Ole Book wird neuer BVB-Sportdirektor – was ändert sich bei Borussia Dortmund?
Mia AlbrechtOle Book wird neuer BVB-Sportdirektor – was ändert sich bei Borussia Dortmund?
Borussia Dortmund stellt Ole Book als neuen Sportdirektor vor
Borussia Dortmund hat Ole Book zum neuen Sportdirektor ernannt. Er übernimmt das Amt von Sebastian Kehl, der den Verein überraschend am 22. März nach fünf Jahren an der Spitze verließ. Der BVB setzt nun auf Book, um im Bereich Transfers und Nachwuchsförderung frische Impulse zu setzen.

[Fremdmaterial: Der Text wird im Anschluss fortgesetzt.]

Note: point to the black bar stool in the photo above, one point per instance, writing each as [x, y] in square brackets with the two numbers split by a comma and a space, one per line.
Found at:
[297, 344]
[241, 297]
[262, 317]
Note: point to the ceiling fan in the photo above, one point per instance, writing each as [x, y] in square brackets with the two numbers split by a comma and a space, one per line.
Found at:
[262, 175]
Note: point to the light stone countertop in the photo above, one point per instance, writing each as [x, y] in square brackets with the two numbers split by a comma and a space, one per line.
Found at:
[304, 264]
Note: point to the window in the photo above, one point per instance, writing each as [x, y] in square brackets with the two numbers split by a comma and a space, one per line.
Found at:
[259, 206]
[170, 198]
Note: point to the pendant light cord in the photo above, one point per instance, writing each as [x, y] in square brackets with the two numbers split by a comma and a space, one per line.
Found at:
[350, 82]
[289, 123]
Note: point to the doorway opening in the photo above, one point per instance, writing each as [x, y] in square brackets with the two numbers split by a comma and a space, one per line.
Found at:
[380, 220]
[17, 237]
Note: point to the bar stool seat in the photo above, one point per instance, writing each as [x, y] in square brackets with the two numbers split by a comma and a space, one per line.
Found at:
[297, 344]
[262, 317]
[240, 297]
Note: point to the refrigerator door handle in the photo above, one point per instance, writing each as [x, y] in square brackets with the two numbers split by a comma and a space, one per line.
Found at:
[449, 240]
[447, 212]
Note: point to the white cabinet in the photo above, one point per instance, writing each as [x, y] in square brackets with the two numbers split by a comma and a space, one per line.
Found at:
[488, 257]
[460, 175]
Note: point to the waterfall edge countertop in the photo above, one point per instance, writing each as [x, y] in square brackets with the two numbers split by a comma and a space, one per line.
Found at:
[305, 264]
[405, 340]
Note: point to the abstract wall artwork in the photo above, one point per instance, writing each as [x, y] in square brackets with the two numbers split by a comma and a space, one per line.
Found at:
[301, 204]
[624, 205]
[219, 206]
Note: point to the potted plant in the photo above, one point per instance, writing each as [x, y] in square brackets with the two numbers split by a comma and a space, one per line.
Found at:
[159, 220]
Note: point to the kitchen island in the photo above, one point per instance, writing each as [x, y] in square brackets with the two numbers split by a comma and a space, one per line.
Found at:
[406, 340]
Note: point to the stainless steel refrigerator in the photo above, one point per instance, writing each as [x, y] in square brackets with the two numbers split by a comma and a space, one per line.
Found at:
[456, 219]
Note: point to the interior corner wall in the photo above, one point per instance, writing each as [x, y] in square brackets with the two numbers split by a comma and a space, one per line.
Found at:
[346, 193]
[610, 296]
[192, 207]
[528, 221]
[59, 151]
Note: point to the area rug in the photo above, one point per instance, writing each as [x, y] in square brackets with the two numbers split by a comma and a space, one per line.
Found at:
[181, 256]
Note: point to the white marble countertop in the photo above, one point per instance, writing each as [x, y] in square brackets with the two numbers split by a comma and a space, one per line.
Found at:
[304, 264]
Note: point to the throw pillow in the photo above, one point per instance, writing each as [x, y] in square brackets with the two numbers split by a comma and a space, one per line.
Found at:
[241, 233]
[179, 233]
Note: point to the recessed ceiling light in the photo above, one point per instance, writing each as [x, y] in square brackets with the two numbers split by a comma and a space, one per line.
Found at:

Sebastian Kehls Amtszeit bei Dortmund endete vor dem Hintergrund wachsender Unzufriedenheit mit den Leistungen der Mannschaft. Seine Strategie konzentrierte sich auf die Verpflichtung junger Talente wie Jude Bellingham und Erling Haaland – mit dem Ziel, langfristigen Wert statt kurzfristiger Starverpflichtungen zu schaffen. Allein im vergangenen Sommer investierte der Verein rund 100 Millionen Euro in vielversprechende Spieler, wobei Potenzial über sofortigen Erfolg gestellt wurde. Doch die unbeständigen Ergebnisse führten schließlich zu seinem Abgang. Zwischenzeitlich übernahm Lars Ricken die Geschäfte, bis Book die Nachfolge antrat.
Erste Kontakte zwischen Dortmund und Book gab es bereits Anfang Januar. Am 23. März wurde seine Verpflichtung offiziell bekanntgegeben. Der 44-Jährige wechselt vom Drittligisten SV Elversberg zum BVB und soll dort einen kreativeren, budgetbewussteren Ansatz in der Transferpolitik etablieren. Gleich an seinem ersten Tag führte er Gespräche mit Mitarbeitern und stimmte sich mit Team und Trainerstab ab.
Der neue Sportdirektor hat bereits mit Nico Schlotterbeck über anstehende Vertragsverhandlungen Kontakt aufgenommen. Eine detaillierte Klärung der Situation des Verteidigers steht in den kommenden Tagen an. Book rechnet damit, schnell in die inhaltliche Arbeit einzusteigen, da er und der Verein eine gemeinsame Vision teilen. Trotz der vor ihm liegenden Herausforderungen erwartet er keine lange Einarbeitungsphase.
Books Amtsantritt markiert einen Führungswechsel beim BVB nach Kehls Abgang. Sein Fokus auf kosteneffiziente Transfers und die Förderung des Nachwuchses wird die nächsten Schritte des Vereins prägen. Die kommenden Wochen werden zeigen, ob es ihm gelingt, die Mannschaft zu stabilisieren und zentrale Fragen – etwa die Zukunft Schlotterbecks – zu klären.